Crime Charged: Murder
Chief Defense Lawyers: Elbridge T. Gerry, John Graham, Charles Spencer
Chief Prosecutors: Noah Davis, Samuel Garvin
Judge: (No record of first name) Hackett
Place: New York, New York
Date of Trial: April 4-May 10, 1870
Verdict: Not guilty
SIGNIFICANCE: This trial underscores several points that seem just as relevant today as they were more than 13 decades ago: that skillful lawyering can acquit a clearly guilty murderer, that an abused wife can find true love in a second marriage, that talented members of the theatrical and literary world lead headline-producing lives.

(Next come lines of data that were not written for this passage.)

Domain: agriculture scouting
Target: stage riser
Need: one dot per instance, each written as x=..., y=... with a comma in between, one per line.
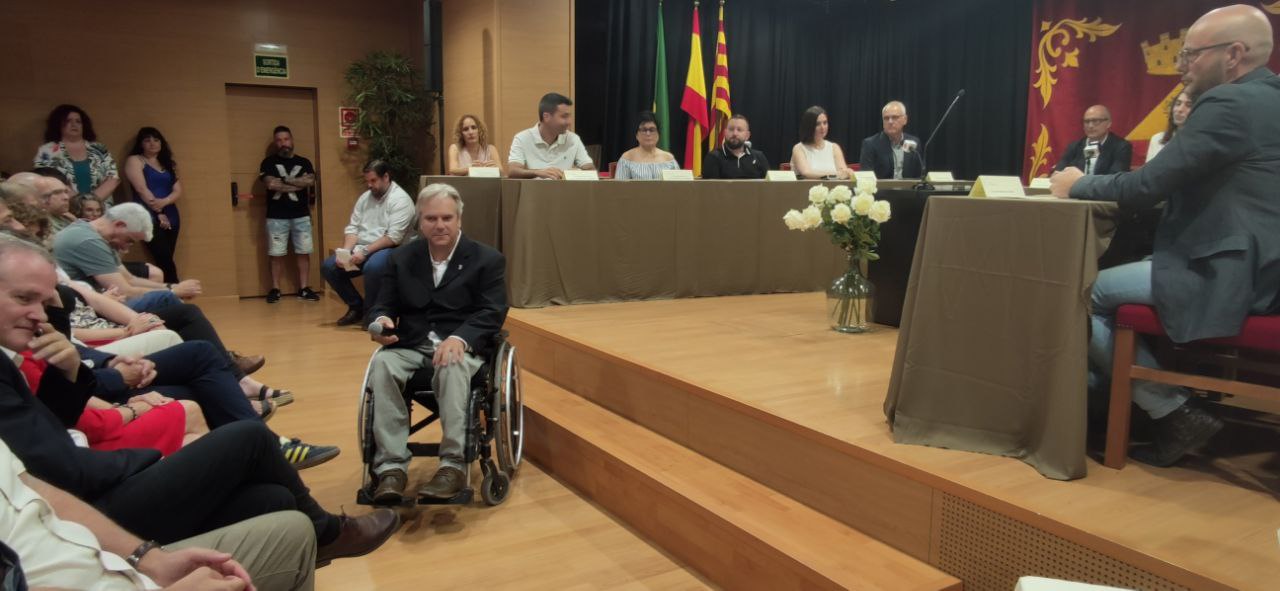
x=830, y=476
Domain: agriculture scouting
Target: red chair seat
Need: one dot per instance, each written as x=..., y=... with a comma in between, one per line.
x=1258, y=331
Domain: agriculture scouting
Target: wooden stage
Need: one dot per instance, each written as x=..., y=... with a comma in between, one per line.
x=762, y=388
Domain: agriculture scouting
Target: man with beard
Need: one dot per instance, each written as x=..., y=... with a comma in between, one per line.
x=378, y=224
x=288, y=177
x=1217, y=252
x=735, y=159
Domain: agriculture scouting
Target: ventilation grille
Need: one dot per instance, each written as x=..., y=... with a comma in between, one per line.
x=988, y=551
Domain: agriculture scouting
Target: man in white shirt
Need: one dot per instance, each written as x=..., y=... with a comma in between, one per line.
x=545, y=150
x=378, y=224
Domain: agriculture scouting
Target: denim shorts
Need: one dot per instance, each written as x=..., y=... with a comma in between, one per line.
x=279, y=230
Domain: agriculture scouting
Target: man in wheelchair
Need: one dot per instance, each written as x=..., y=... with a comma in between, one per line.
x=442, y=302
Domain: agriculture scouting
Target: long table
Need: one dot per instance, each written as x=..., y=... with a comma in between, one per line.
x=992, y=348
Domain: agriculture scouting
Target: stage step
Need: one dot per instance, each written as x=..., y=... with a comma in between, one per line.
x=734, y=530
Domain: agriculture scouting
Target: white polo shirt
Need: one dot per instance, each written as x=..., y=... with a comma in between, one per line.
x=529, y=150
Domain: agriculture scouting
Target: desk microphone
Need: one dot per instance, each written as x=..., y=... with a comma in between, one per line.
x=924, y=169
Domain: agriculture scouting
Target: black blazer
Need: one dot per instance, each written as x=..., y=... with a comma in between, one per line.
x=877, y=155
x=1115, y=156
x=470, y=302
x=36, y=433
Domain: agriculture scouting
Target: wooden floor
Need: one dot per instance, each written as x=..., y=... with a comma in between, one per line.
x=1215, y=516
x=544, y=536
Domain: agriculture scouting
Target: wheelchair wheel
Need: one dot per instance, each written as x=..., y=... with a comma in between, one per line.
x=494, y=486
x=508, y=409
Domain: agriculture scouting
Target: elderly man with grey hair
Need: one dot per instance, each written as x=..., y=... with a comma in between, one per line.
x=88, y=251
x=442, y=302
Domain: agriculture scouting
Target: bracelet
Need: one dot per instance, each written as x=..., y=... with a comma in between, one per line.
x=133, y=559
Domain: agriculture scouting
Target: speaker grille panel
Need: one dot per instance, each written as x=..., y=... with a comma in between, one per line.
x=988, y=551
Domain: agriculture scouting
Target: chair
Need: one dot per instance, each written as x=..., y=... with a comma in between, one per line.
x=1260, y=334
x=496, y=415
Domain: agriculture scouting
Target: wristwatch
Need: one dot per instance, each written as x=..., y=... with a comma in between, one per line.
x=133, y=559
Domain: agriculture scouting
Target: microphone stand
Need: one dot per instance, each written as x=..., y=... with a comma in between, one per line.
x=924, y=172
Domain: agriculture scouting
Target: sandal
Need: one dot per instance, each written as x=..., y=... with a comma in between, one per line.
x=279, y=397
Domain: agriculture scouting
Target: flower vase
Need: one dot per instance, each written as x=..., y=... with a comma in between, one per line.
x=849, y=299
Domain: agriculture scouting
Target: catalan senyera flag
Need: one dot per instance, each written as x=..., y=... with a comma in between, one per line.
x=661, y=109
x=694, y=102
x=721, y=110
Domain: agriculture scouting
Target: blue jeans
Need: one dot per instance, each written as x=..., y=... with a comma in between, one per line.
x=339, y=279
x=152, y=301
x=1115, y=287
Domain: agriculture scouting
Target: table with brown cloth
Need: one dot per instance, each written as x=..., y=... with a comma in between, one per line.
x=992, y=348
x=608, y=241
x=481, y=215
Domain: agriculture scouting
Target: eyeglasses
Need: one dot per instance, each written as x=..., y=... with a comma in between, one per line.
x=1191, y=54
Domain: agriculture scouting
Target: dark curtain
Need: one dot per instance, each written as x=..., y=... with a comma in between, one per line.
x=850, y=56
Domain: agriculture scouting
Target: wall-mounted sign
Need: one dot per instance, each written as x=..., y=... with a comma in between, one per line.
x=347, y=117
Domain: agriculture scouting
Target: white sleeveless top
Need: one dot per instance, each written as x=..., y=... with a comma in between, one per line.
x=821, y=160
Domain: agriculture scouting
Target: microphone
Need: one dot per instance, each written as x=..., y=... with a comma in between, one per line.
x=924, y=169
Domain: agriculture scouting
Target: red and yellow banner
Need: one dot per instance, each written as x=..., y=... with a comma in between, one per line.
x=1104, y=51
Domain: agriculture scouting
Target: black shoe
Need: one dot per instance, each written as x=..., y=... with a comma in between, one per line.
x=352, y=316
x=1178, y=434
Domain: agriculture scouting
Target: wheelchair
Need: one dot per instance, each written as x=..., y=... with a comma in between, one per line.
x=494, y=434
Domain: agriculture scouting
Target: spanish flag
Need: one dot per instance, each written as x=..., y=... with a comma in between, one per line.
x=721, y=110
x=694, y=102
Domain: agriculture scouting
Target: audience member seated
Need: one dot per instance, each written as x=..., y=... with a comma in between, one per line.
x=378, y=224
x=154, y=175
x=54, y=540
x=471, y=147
x=1100, y=151
x=735, y=159
x=1178, y=113
x=892, y=154
x=446, y=298
x=232, y=473
x=72, y=147
x=647, y=160
x=548, y=149
x=1217, y=251
x=814, y=157
x=87, y=252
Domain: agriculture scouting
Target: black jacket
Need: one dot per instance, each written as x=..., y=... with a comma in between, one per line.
x=470, y=302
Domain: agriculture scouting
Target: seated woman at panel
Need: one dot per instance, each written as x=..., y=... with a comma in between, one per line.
x=814, y=157
x=471, y=147
x=1178, y=113
x=647, y=160
x=154, y=175
x=71, y=146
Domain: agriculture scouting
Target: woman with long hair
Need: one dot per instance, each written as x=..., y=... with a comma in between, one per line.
x=154, y=175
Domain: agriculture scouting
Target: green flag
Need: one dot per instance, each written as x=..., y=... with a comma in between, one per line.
x=659, y=88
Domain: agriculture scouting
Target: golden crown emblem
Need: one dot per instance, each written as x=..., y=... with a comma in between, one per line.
x=1162, y=56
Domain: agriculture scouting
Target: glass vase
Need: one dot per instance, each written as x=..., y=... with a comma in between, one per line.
x=849, y=299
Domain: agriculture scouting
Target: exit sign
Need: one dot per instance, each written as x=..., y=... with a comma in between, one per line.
x=270, y=65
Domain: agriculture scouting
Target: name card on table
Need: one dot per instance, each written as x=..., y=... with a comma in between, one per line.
x=484, y=172
x=575, y=174
x=992, y=186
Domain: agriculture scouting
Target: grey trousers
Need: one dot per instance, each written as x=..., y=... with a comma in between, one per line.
x=277, y=549
x=388, y=372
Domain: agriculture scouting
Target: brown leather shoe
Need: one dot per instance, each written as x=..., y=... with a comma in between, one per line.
x=444, y=485
x=359, y=535
x=391, y=488
x=248, y=363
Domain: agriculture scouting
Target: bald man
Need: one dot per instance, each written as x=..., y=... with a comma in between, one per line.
x=1217, y=247
x=1100, y=151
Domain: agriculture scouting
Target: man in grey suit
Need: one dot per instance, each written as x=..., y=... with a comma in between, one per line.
x=1217, y=246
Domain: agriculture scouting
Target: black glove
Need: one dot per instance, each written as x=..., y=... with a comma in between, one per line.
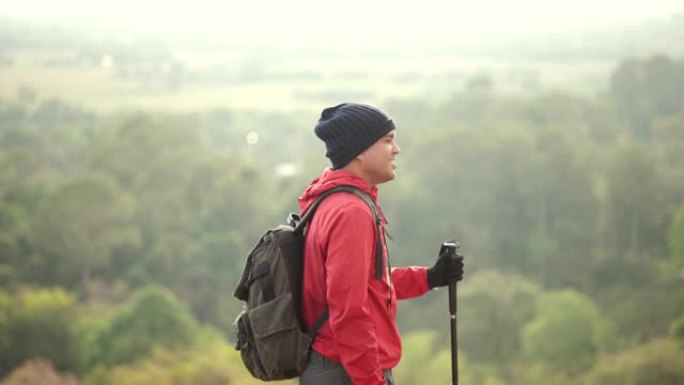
x=447, y=269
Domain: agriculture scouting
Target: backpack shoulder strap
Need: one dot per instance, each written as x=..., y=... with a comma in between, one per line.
x=299, y=229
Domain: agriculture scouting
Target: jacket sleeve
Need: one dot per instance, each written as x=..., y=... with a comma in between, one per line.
x=410, y=282
x=348, y=267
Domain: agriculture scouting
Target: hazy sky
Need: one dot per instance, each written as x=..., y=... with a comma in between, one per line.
x=344, y=22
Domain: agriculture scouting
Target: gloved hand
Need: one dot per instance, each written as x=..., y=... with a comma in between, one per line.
x=447, y=269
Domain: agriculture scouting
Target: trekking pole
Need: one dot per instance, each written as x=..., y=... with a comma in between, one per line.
x=454, y=336
x=451, y=248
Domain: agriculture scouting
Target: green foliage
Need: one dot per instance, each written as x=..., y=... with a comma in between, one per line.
x=545, y=191
x=567, y=333
x=38, y=372
x=38, y=323
x=498, y=307
x=215, y=363
x=81, y=226
x=677, y=330
x=152, y=318
x=675, y=237
x=658, y=362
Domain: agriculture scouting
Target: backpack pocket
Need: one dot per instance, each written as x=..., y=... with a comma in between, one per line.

Late in the afternoon of November 25, 1869, Albert Deane Richardson, a 36-year-old journalist who had covered Civil War battles for Horace Greeley's New York Tribune, walked into the Tribune offices in New York's Printing House Square. He went to the first-floor counting room to see if one of its pigeonholes held a letter from his fiancee, an actress and writer named Abby Sage, who was visiting Massachusetts. As Richardson neared the mail desk, a figure rose from the shadows, pointed a pistol at him from five feet away, fired, and ran.
Shot in the stomach, Richardson climbed four flights to the paper's editorial offices. A doctor administered morphine and friends escorted him to the Astor House hotel, two blocks down Park Row.